Hillsborough looks to Manatee County's 'no-kill' animal shelter for solutions

Animal care specialist Cheryl Thompson introduces a newly found pit bull at the Bradenton adoption center Wednesday. Manatee’s shelters have a no-kill goal.
Animal care specialist Cheryl Thompson introduces a newly found pit bull at the Bradenton adoption center Wednesday. Manatee’s shelters have a no-kill goal.
Published Dec. 9, 2012


Mike Saunders' job as a computer programmer at the Manatee County School District keeps him indoors much of the day. But most lunch hours he can be spotted walking the streets of downtown Bradenton, a dog at his side. Often, it's a different pup each day.

Saunders is one of Manatee County's small army of volunteer dog walkers. In many ways, he is a foot soldier in this community's effort to end the need to kill former pets that end up in animal shelters because they have been abandoned, abused or neglected by their owners.

Saunders gets his lunch-hour companions from Manatee County Animal Services' downtown adoption center, the most visible element of this community's embrace of the no-kill shelter movement. His walks give the animals needed exercise while also advertising their availability for adoption. His bosses encourage Saunders' participation.

"I always took a walk on my lunch breaks anyway," Saunders said. "Now I'm walking with a target."

Last year, Manatee became the first county in Florida to adopt a no-kill goal for its animal shelters, a movement being pushed by some animal rights supporters around the nation. Alternatively called Save 90 for its recommended adoption rate, the idea is getting a serious look in Hillsborough and Pasco counties even as it garners controversy elsewhere.

Proponents say they realize that some sheltered animals may not be adoptable because they are too diseased or dangerous. But they say for too long shelter operators have not been aggressive enough in getting more animals adopted, opting instead to euthanize as the cheaper option.

They promote more aggressive marketing of animals, greater use of volunteers to offset shelter costs and more collaboration with rescue groups. They deem a shelter "no-kill" if it reaches a 90 percent "save rate."

"This is just the right thing to do," said Kris Weiskopf, chief of Manatee County animal services.

• • •

As recently as 2005, nearly 60 percent of animals brought into Manatee's shelter were euthanized.

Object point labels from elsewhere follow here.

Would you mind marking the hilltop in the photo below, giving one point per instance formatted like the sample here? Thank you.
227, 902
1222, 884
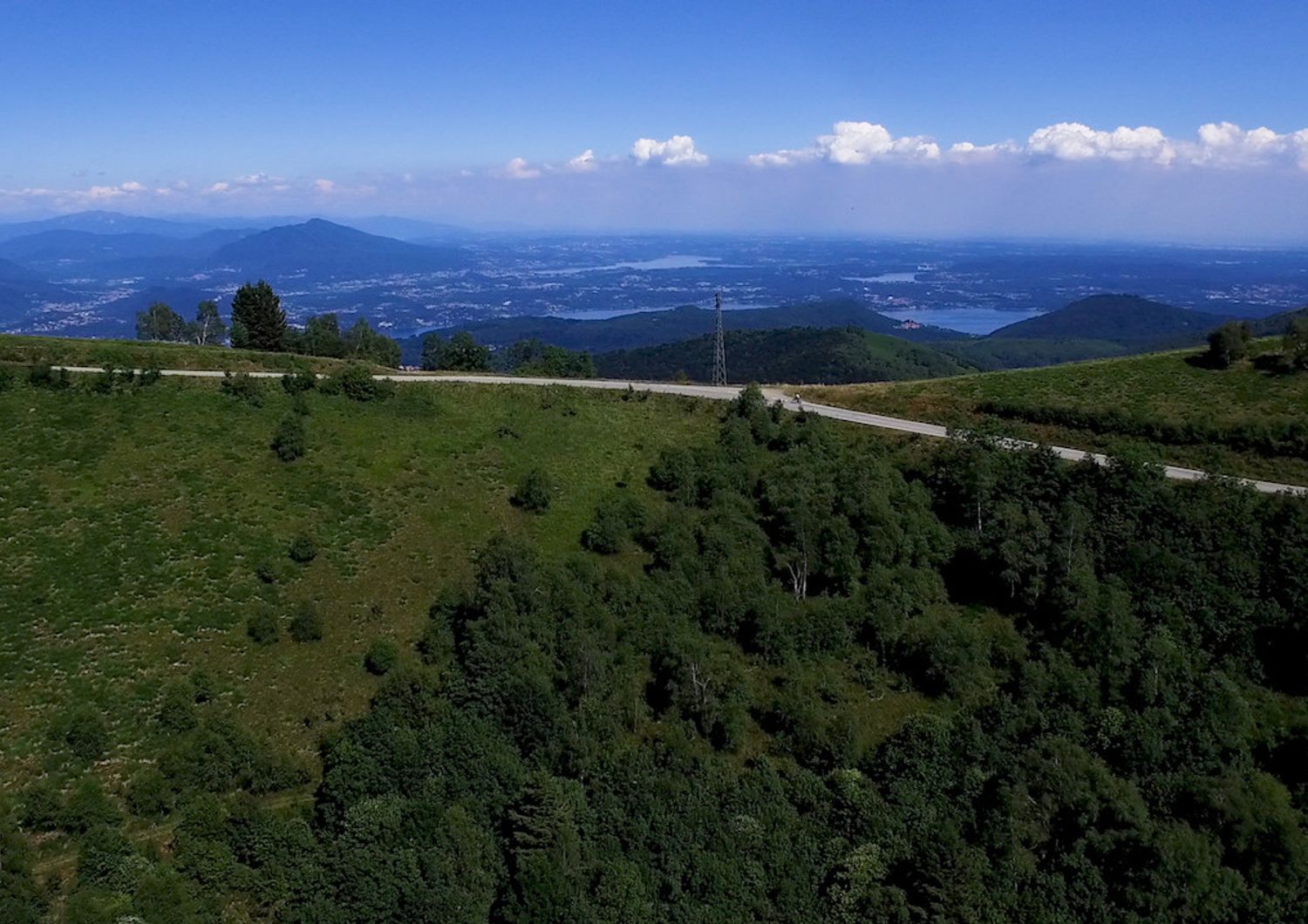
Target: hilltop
1127, 321
324, 248
1245, 420
787, 355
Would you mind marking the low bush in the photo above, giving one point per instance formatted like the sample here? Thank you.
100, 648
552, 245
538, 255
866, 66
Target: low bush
262, 628
243, 387
381, 657
533, 492
306, 625
290, 439
303, 549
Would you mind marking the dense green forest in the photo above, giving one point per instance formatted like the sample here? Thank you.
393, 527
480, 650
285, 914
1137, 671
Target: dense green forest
790, 355
814, 676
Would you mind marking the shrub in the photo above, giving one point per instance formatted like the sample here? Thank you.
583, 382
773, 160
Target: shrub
42, 808
306, 625
298, 382
148, 793
177, 711
356, 382
290, 441
262, 628
303, 549
44, 377
85, 735
243, 389
533, 492
617, 518
88, 806
1229, 344
381, 657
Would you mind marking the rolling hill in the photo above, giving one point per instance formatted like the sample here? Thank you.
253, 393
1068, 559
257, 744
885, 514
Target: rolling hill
1127, 321
1247, 420
787, 355
649, 329
324, 248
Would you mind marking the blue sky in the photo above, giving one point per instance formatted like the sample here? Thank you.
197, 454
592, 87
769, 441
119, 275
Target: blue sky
760, 112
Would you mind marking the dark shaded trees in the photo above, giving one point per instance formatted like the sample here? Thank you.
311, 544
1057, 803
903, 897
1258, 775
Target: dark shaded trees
258, 322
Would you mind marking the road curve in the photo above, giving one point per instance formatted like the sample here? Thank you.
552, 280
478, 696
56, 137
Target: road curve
730, 392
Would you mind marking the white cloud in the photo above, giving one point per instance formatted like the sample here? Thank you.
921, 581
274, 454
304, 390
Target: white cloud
678, 149
855, 143
1074, 141
583, 164
518, 169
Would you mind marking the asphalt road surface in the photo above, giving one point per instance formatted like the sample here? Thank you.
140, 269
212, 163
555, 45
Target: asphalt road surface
730, 392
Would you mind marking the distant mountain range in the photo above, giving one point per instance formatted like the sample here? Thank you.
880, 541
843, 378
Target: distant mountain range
649, 329
1127, 321
797, 355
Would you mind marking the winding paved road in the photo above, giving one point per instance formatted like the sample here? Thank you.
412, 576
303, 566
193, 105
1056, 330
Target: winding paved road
729, 392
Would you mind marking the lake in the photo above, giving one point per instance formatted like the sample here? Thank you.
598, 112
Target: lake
965, 321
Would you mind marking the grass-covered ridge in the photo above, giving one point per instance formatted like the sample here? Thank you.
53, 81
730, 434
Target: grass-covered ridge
1247, 420
146, 355
144, 527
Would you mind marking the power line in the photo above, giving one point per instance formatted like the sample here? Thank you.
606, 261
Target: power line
719, 345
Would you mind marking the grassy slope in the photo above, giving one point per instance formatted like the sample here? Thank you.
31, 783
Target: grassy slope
133, 524
787, 355
140, 355
1161, 384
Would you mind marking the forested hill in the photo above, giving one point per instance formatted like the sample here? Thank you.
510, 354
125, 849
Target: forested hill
1127, 321
648, 329
790, 355
630, 657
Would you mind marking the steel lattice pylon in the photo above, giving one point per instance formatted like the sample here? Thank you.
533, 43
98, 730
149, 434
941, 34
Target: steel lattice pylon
719, 345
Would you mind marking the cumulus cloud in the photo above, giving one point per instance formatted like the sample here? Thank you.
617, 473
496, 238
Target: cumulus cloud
677, 151
583, 162
520, 169
853, 143
1074, 141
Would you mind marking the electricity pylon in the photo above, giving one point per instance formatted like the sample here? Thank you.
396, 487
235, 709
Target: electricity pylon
719, 345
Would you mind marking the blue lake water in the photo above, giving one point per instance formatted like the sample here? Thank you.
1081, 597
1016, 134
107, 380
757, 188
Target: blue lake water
965, 321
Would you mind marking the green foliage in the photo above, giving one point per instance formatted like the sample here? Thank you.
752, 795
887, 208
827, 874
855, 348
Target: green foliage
363, 343
258, 322
790, 355
177, 710
381, 657
303, 549
298, 382
533, 357
88, 806
262, 628
306, 625
85, 733
460, 353
243, 387
617, 518
160, 322
41, 376
1294, 348
208, 329
149, 793
1229, 344
533, 492
356, 382
322, 336
290, 439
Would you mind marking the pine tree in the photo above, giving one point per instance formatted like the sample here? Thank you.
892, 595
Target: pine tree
258, 322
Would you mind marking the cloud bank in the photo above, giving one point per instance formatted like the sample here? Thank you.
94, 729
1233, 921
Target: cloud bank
1069, 180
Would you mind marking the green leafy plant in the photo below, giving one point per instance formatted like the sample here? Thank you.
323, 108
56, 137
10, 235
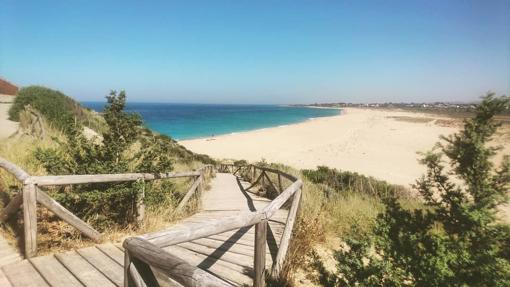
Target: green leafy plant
114, 151
346, 182
456, 239
58, 109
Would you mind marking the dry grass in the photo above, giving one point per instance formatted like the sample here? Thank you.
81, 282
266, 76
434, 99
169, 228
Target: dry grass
54, 235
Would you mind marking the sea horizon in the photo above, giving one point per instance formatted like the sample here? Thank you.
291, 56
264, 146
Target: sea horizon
186, 121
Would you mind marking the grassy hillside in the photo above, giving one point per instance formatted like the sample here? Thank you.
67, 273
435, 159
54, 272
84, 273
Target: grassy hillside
59, 110
121, 144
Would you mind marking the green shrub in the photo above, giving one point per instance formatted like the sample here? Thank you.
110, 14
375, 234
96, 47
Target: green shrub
58, 109
347, 182
456, 239
107, 204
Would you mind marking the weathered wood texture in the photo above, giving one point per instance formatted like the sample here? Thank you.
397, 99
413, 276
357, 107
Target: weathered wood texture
219, 243
220, 239
13, 169
259, 260
30, 220
32, 194
170, 265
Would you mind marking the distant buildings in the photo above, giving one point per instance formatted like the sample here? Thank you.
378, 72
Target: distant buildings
7, 88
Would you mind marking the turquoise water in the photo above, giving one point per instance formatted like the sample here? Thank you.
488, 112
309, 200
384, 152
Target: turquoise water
188, 121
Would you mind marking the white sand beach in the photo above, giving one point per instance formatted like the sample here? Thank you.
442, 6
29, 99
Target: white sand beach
379, 143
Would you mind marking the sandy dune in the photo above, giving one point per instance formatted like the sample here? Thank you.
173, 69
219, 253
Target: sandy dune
383, 144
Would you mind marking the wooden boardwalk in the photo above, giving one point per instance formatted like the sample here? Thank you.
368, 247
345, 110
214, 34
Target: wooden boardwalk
228, 255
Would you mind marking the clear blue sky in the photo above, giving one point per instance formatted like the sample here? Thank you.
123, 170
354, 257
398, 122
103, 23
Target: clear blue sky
259, 51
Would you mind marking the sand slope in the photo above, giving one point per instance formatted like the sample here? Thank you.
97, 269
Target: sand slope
371, 142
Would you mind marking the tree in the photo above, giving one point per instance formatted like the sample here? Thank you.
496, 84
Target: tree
456, 239
124, 147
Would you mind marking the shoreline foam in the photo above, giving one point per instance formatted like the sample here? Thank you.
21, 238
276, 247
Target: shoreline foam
371, 142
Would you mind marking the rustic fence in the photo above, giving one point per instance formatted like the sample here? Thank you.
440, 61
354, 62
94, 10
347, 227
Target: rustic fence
32, 194
143, 253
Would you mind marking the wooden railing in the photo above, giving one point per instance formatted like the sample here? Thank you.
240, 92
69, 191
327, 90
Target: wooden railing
144, 252
32, 194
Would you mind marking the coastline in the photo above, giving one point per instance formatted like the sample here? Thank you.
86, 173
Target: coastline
379, 143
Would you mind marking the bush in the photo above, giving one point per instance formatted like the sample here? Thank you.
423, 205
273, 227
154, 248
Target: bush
106, 204
456, 239
347, 182
58, 109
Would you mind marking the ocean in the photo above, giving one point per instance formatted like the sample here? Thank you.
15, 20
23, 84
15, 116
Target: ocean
189, 121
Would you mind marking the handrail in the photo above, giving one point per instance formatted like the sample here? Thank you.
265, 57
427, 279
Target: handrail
190, 232
32, 194
13, 169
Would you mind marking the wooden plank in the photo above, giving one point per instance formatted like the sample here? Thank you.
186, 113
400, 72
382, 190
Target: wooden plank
13, 169
287, 233
98, 178
233, 273
225, 255
259, 261
23, 274
54, 272
83, 270
4, 282
12, 207
195, 231
30, 220
188, 195
67, 216
277, 203
172, 266
104, 264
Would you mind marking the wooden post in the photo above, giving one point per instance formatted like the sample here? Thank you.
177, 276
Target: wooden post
280, 183
30, 219
12, 207
263, 180
128, 280
140, 204
287, 233
259, 264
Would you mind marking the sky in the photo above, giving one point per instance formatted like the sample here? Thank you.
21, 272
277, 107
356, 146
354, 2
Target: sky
259, 52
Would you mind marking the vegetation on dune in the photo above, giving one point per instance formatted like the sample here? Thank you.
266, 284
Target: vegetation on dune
456, 238
59, 110
348, 182
107, 204
122, 144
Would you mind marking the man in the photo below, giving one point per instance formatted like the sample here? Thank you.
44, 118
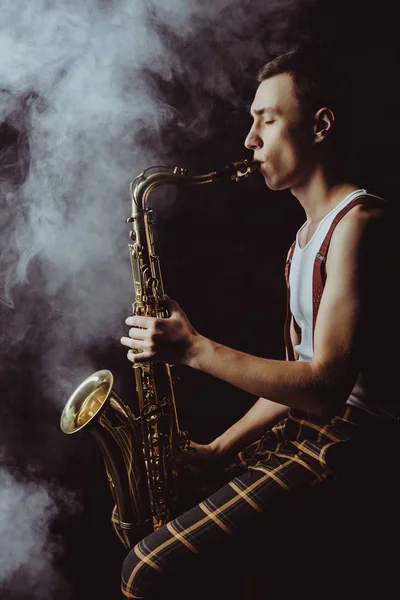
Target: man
327, 397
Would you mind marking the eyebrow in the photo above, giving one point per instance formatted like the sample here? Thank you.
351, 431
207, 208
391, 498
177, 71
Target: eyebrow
262, 111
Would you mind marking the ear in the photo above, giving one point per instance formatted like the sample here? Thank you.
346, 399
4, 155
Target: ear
323, 123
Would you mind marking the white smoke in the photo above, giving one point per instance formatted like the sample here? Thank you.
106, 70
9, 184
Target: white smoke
28, 548
75, 77
79, 80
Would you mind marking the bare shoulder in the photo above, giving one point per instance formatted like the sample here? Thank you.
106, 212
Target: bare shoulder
364, 223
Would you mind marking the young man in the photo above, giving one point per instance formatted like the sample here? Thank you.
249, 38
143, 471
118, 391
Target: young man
334, 390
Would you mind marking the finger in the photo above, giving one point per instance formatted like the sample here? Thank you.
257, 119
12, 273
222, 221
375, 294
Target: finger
171, 305
132, 343
139, 357
138, 321
137, 333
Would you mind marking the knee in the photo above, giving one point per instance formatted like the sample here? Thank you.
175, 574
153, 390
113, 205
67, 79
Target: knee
139, 577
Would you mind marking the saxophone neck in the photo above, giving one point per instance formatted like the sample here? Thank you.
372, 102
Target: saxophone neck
146, 182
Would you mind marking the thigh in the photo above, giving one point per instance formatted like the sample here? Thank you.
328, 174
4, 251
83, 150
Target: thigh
203, 534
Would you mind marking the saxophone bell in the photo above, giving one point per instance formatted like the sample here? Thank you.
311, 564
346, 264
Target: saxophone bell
142, 453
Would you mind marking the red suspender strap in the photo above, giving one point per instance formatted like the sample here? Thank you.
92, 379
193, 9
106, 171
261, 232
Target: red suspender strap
319, 274
288, 341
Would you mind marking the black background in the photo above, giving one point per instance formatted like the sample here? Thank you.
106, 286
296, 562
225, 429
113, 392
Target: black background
222, 250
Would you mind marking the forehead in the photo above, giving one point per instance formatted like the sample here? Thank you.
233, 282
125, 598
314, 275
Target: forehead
276, 93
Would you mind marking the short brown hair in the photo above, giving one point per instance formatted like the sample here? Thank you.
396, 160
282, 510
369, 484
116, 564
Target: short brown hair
315, 74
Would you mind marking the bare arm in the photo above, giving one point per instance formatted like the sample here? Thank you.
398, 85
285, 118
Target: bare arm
314, 386
263, 415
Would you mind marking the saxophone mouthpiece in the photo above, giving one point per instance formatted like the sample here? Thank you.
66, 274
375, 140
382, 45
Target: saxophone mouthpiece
237, 170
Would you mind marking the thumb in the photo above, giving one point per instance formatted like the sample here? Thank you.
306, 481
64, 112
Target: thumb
171, 305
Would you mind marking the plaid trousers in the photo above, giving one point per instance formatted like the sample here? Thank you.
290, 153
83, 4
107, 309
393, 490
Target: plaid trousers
287, 461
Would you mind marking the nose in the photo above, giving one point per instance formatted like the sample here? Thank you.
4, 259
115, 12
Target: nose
253, 141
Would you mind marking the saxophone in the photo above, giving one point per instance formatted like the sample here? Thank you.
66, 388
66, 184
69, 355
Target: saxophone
140, 452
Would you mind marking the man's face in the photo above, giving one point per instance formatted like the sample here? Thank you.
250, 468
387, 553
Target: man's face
282, 140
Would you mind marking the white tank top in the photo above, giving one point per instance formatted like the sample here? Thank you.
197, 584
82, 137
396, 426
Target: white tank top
301, 292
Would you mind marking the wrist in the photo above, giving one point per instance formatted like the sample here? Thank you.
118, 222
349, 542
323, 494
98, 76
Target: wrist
194, 350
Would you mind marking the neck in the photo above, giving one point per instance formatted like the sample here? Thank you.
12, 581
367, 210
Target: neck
321, 193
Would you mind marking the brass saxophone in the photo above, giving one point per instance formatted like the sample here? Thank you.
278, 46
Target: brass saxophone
140, 453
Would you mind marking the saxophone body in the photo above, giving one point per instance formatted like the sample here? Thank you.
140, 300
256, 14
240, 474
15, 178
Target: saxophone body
140, 452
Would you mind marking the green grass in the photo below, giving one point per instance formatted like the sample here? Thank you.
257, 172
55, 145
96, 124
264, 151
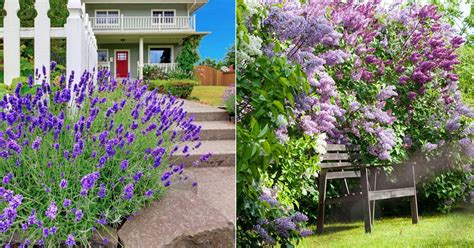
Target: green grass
210, 95
451, 230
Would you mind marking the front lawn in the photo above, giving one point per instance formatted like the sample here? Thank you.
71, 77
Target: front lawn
210, 95
450, 230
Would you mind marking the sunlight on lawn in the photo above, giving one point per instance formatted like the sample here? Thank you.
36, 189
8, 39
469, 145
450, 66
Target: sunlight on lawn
451, 230
210, 95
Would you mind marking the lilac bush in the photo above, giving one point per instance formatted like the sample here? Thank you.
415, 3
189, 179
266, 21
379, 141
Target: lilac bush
76, 157
281, 225
382, 77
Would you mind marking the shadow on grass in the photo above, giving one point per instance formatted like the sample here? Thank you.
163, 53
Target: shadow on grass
339, 228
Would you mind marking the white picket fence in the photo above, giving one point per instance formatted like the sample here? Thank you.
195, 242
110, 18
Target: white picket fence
81, 44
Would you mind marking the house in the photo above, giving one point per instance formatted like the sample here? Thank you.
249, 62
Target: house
133, 33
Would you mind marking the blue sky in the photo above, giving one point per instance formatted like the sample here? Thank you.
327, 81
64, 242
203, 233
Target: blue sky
217, 17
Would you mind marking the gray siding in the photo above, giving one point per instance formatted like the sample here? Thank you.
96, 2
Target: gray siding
136, 9
134, 54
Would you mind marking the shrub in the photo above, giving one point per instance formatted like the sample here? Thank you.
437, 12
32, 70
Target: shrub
151, 72
443, 192
178, 88
281, 224
179, 74
385, 81
67, 172
189, 54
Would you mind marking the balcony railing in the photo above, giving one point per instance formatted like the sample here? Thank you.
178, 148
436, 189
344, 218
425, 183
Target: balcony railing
144, 23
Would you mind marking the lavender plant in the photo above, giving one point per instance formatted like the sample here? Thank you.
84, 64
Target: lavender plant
77, 157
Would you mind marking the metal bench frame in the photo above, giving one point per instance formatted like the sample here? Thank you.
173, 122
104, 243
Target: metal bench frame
342, 162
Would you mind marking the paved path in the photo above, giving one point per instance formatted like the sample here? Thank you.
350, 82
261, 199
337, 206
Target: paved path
202, 216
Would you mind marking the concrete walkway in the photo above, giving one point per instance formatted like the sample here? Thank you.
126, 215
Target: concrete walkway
202, 216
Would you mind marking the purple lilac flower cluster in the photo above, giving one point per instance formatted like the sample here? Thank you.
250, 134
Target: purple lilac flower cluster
429, 47
283, 226
89, 141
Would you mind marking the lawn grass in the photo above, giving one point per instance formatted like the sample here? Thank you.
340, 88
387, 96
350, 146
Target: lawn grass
210, 95
450, 230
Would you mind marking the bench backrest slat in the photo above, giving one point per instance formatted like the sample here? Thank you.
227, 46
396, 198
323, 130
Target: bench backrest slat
340, 156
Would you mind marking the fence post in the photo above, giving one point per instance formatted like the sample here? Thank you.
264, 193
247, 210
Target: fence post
11, 41
42, 38
74, 40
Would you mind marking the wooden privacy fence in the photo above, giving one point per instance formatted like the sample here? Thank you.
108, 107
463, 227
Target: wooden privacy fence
81, 44
210, 76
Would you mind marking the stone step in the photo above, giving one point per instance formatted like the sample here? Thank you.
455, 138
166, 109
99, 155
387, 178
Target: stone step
217, 187
180, 219
203, 112
217, 130
223, 154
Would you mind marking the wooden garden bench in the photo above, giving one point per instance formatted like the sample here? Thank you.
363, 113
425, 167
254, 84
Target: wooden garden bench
343, 162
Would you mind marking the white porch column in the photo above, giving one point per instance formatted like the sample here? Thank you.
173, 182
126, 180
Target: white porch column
11, 41
74, 40
42, 38
140, 76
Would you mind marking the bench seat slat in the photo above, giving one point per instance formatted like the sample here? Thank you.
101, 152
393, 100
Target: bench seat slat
338, 165
391, 193
343, 174
340, 156
346, 198
337, 147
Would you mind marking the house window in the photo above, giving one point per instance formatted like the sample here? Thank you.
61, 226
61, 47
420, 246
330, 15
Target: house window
105, 17
162, 16
103, 56
159, 55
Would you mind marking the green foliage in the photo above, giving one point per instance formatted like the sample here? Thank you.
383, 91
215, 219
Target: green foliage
466, 73
189, 54
213, 63
453, 14
181, 88
179, 74
262, 90
299, 164
230, 104
446, 190
151, 72
229, 60
230, 56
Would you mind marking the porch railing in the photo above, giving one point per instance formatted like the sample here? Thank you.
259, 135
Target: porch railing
144, 23
164, 67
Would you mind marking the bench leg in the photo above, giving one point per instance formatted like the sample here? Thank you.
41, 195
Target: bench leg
322, 201
413, 202
364, 182
414, 210
373, 177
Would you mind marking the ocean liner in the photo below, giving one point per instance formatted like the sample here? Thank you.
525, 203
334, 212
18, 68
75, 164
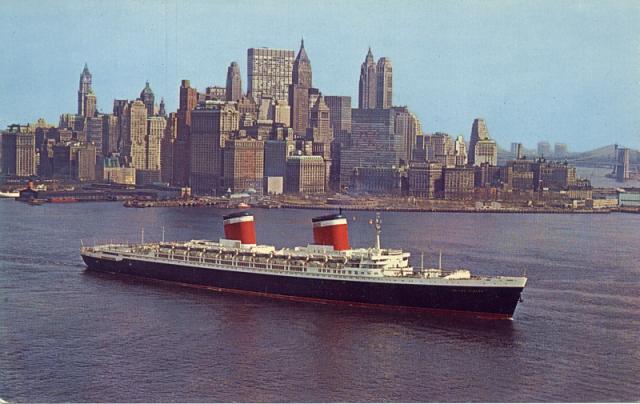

This September, 10 months after no-kill became policy, the county boasted an 84 percent save rate.

Weiskopf started working in animal services in 1990, rising to chief in 1998 after a stint in code enforcement. In the past few years, he has become a disciple of the no-kill movement, getting commissioners to embrace its tenets.

On a recent visit to Manatee's shelter operations, a few of them stood out:

• Manatee Animal Services aggressively recruits volunteers. Each day, retirees, students and government employees show up to walk or exercise dogs at the adoption center downtown or the main shelter in Palmetto.

"To be perfectly honest, it intimidated me a little bit at first," said Bonnie Sietman, a Manatee County purchasing employee who shows up at the adoption center daily. "I love animals and I was afraid it would break my heart."

Now she sees herself as an important ambassador for dog adoption. County employees who volunteer to walk dogs can earn wellness credits that lower their health insurance costs.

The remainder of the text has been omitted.